-- Я-то, мамочка, хорошо кушаю, но мне все-таки хочется знать, почему мы, три твои дочки, вдруг стали и обутые и одетые. Ведь это интересно, и я не маленькая, мне уже десять лет...
Она немного помолчала, разгрызла косточку от сушеной сливы, положила в рот сладкое зернышко и сказала жуя:
-- А тот пожилой господин с большой бородой, который тогда к нам приходил, что он из себя представляет?
-- Он не пожилой, он еще молодой. Вот он-то и есть один из тех пассажиров, для которых я тогда железнодорожные билеты доставала.
-- Ага, значит, он уехал?
-- Да, уехал...
-- Значит, сейчас его нет в Москве?
-- Нет, он тут. Ты же сама вчера его видела, когда он мимоходом к нам забегал узнать, как мы живем...
-- Как же это так: и уехал и тут?
-- Ну и надоедливая же ты какая! Сперва уехал, потом приехал, что же тут непонятного?
XI
Однажды, сидя в вагоне трамвая и по обыкновению сличая разные женские качества пассажирок с качествами своей Вали, имеющей кроме всех прочих бесчисленных дефектов еще и трех дочек, Шурыгин пленился видом одной хорошенькой молоденькой блондинки. У нее были, точно у гимназистки, две косы, длинные, толстые, тонкие, словно наведенные карандашиком, украинские брови, красивый, картинный, заостряющийся книзу овал нежного лица, но главная притягательная ее сила была в больших синих, немного выпуклых глазах, полных невинности и вместе скрытой чувственности, невинность и чувственность как бы источались из ее глаз, как бы просили каждого: возьмите нас. Все мужчины в трамвае -- и старые, и молодые, и кондуктор -- не могли оторвать своих взглядов от этих ее глаз. Голову синеглазой блондинки покрывала густо-красная, под цвет румянцу щек, матросская бескозырка, под мышкой она держала черную клеенчатую, шитую белыми нитками, сумочку, набитую книжками и тетрадками.
Курсистка! Провинциалка! Попова дочка! Только что приехавшая в Москву! Как раз то, что ему, Шурыгину, надо. И у нее, наверное, еще никого из мужчин нет, не успели заметить, он первый заметил, ему она и должна принадлежать.
И ради нее, как это с ним случалось и раньше, бухгалтер проехал свою остановку, вагон уносил его куда-то в сторону, он даже не хотел знать куда, а все только смотрел в податливые, студенисто-жидкие глаза красной шапочки и слез там, где спрыгнула она, потом, совершенно подавленный своим чувством, тяжело поволокся за ней, как на Голгофу, переулками к ее квартире. Уже в течение пятнадцати лет он ежедневно точно таким же образом волочится улицами Москвы за незнакомыми женщинами. Когда же этим пыткам будет конец? За что он страдает? Тут никакое усиленное питание не поможет...

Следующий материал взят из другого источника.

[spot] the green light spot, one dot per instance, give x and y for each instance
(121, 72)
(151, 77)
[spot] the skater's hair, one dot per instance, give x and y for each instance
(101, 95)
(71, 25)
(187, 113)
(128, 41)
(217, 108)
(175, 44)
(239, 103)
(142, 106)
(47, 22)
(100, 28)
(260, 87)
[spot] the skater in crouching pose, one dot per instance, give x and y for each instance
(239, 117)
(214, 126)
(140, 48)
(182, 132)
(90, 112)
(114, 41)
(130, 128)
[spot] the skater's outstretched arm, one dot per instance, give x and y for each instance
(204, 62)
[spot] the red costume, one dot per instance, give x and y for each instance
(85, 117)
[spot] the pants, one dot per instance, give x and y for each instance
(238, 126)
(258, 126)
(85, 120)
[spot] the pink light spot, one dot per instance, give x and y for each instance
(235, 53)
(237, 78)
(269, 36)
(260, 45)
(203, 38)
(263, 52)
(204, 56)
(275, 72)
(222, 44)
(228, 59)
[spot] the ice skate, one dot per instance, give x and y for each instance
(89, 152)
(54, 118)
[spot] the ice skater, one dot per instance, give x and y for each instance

Она вошла с парадного крыльца в серый, облупившийся пятиэтажный дом, остановилась за стеклянной дверью и, излучая на него оттуда своими необыкновенными, далеко не детскими глазами, серьезная, без улыбки, как из засады, наблюдала за ним. Конечно, она желает познакомиться с ним! Видит, что порядочный человек... И Шурыгин приблизился к дверям вплотную, прильнул, как школьник, бородатым лицом к стеклу, запустил в глубину темного помещения, как удочку, счастливую, щупающую, беспокойную улыбку. Тогда невинное существо, полуобернув к нему вниз выжидающее лицо с расширенными глазами, начало медленно-медленно подыматься по лестнице. Она поднималась и смотрела на него и притягивала его. Конечно, зовет! Теперь не могло быть сомнения в этом. Недаром столько проехал... И бухгалтер всей своей коротконогой, широкой, грузной тушей ринулся в тесную дверь. Он хватался руками за перила и бежал вверх по лестнице гигантскими шагами, как гимнаст, работающий на приз.

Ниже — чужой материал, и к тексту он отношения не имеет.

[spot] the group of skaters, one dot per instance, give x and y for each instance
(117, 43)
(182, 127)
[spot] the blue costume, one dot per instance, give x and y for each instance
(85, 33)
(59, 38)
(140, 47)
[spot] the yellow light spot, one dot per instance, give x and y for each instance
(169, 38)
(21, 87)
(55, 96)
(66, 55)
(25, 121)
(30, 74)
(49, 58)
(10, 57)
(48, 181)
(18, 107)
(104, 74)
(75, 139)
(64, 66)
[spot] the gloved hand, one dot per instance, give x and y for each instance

Вверху и на самом деле его ожидал ценный приз.
Объяснение между ними произошло на лестнице, в духоте, мерзости и смраде подобных лестниц, перед дверью чужой квартиры, под непрерывный лай на них оттуда противной, визгливой и, должно быть, вонючей комнатной собачонки, строго охраняющей частную собственность.
-- У-у-у! Чтоб ты околела, проклятая! -- от всего сердца не раз посылал ей туда бухгалтер тяжелые пожелания.